17. Comprehensive Development Framework: Ministers expressed support for the comprehensive approach to development reflected in the framework and welcomed the progress being made, and the lessons learned, in implementing it in pilot countries. They recognized that implementation is still at an early stage and many country-specific challenges remain, but noted that a wider application of the framework is already taking place in the preparation of Poverty Reduction Strategy Papers which are based on the framework's principles, particularly that of achieving strong country ownership. They looked forward to reports of further progress in implementing the comprehensive development framework.
18. IBRD Financial Capacity: Ministers reviewed the World Bank's updated report on this subject and confirmed that the Bank's finances remained sound. At the same time, Ministers recognized that the Bank's financial capacity may, in the case of significantly increased demand, limit its ability to respond. Ministers requésted management and the Executive Board to keep this subject under review, including the level of Bank reserves.
19. Bank/Fund Staff: Ministers took this opportunity to express, on behalf of all member governments, their appreciation to Fund and Bank staff for their continued hard work and high level of dedicated service for the goals of the Bretton Woods Institutions.

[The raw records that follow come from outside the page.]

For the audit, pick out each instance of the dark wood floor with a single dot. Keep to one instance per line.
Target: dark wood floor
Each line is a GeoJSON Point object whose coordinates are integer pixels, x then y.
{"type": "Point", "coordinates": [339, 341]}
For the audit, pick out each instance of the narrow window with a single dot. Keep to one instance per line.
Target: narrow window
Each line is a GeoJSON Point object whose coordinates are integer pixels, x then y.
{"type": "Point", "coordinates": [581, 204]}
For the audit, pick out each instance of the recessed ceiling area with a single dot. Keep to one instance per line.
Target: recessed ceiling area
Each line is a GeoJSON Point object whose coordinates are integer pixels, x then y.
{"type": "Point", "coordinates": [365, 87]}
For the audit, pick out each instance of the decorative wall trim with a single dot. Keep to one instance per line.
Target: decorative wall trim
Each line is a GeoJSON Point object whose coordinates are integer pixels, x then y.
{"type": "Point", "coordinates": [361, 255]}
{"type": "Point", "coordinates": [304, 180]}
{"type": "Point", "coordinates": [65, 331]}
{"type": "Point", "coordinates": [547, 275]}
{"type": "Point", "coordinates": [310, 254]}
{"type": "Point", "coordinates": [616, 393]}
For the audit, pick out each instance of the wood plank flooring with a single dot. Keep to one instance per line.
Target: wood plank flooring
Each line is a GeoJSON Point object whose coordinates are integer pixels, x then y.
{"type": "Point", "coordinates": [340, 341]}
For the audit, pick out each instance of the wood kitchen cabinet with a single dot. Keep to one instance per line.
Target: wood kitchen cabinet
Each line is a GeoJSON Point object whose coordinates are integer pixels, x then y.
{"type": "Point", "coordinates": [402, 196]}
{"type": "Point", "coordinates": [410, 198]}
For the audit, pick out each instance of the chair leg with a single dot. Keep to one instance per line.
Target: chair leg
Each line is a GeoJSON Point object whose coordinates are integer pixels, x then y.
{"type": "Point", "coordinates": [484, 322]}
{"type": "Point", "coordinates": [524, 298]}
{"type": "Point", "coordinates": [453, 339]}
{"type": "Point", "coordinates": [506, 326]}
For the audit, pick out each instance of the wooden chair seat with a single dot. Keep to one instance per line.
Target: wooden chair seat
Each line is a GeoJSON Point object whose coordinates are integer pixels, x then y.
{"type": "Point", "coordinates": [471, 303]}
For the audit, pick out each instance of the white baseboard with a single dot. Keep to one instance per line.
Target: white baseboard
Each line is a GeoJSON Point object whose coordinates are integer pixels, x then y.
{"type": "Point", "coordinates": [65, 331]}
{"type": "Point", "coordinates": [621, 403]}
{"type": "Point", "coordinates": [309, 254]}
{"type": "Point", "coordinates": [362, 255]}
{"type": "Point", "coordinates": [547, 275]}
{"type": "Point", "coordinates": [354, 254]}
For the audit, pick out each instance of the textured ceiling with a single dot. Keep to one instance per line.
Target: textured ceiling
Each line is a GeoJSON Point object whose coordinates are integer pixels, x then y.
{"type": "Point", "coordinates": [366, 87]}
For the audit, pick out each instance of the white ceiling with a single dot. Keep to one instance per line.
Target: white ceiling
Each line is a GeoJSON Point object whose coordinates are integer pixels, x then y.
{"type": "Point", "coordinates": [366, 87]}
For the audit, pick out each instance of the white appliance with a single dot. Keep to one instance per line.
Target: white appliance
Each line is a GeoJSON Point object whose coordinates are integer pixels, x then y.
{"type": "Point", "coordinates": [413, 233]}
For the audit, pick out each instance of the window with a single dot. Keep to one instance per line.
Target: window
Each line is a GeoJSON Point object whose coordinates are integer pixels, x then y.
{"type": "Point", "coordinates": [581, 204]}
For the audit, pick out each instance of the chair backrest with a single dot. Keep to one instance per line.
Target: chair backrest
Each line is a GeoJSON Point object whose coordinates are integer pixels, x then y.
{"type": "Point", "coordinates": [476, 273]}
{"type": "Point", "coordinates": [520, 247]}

20. Note of Appreciation: Ministers expressed their deep gratitude for the warm hospitality and support provided by the Czech authorities and the people of the Czech Republic.
21. Next Meeting: The Committee's next meeting is scheduled for April 30, 2001 in Washington, D.C.
1 Mr. James Wolfensohn, President of the World Bank; Mr. Horst Köhler, Managing Director of the International Monetary Fund, and Mr. Carlos Saito, Chairman of the Group of Twenty-four, addressed the plenary session. Observers from a number of international and regional organizations also attended.